Your lower extremities (legs) are vulnerable to trauma from sports injuries, falls, and car accidents. The Orthopedic Trauma Surgeons of Northern California team in Carmichael, California, excels at performing tibia and fibula fracture repair in the lower extremities. Their expertise ensures you benefit from pain relief and restored function.
Your lower extremities are your legs. The most common lower extremity injuries are tibia and fibula fractures (broken bones). These happen in car accidents, falls, and twisting while playing sports.

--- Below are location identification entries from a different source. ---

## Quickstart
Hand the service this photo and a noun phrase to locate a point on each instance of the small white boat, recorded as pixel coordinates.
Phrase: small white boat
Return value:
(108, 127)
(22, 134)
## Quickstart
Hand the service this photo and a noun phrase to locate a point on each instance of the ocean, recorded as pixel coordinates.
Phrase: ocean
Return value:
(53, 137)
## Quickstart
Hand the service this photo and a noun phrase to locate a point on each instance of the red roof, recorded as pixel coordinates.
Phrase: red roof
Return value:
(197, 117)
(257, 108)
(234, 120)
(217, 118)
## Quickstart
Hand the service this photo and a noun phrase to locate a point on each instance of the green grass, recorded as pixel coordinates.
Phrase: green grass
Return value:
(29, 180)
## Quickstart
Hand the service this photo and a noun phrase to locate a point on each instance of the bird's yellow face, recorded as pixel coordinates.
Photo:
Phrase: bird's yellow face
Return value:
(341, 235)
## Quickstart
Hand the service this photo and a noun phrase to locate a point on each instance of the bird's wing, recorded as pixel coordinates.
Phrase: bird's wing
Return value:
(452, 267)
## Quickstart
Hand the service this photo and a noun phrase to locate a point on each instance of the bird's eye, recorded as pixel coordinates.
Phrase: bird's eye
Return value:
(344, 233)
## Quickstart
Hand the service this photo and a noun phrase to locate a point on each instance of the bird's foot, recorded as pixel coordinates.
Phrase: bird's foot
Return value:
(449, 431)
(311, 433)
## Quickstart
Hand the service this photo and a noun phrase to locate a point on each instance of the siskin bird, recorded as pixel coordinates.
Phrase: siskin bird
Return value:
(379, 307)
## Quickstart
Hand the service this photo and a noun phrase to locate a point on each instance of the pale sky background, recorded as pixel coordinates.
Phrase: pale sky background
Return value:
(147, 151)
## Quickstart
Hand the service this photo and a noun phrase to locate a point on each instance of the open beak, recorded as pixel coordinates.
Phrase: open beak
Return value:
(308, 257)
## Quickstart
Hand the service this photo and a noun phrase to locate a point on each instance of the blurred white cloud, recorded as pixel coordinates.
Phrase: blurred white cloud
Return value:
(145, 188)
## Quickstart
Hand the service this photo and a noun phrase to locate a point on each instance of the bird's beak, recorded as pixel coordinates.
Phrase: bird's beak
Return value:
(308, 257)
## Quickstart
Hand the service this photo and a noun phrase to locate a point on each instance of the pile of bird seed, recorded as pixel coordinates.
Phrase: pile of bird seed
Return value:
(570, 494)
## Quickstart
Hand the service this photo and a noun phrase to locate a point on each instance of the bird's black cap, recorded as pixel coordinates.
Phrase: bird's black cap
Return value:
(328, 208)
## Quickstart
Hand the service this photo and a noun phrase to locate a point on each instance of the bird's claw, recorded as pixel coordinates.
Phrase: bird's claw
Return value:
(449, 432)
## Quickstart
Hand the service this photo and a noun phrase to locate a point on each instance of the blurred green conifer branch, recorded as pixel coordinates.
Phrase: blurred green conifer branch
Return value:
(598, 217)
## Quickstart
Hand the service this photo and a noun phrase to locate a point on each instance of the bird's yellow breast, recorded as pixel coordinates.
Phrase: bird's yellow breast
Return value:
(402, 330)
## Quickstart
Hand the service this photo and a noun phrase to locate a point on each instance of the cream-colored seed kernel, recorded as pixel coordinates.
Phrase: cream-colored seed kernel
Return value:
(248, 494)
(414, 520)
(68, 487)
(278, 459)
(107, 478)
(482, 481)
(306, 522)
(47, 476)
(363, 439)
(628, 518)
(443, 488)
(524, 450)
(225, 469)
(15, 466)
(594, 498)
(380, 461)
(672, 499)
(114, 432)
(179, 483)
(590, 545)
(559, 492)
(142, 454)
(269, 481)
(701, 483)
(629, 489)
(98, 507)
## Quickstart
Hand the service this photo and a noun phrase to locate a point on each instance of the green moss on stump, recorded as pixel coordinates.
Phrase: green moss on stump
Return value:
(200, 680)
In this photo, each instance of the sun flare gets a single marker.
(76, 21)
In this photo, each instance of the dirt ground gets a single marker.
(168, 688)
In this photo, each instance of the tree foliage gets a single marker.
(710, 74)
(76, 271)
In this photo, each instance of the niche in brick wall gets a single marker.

The tibia and fibula are a pair of long bones between your knees and ankles. The larger, thicker tibia (shinbone) is the main weight-bearing bone. The fibula is on the outside of the tibia, supporting it and helping to stabilize your lower leg muscles and ankles.
Common lower extremity injuries the Orthopedic Trauma Surgeons of Northern California team sees include:
Shaft fractures affect the middle (shaft) of the tibia. A nondisplaced fracture is where the broken bones stay in alignment. A displaced, noncomminuted fracture happens when the bones break into two pieces but aren’t aligned. A displaced, comminuted fracture is where the bones break into several or many fragments and are out of alignment.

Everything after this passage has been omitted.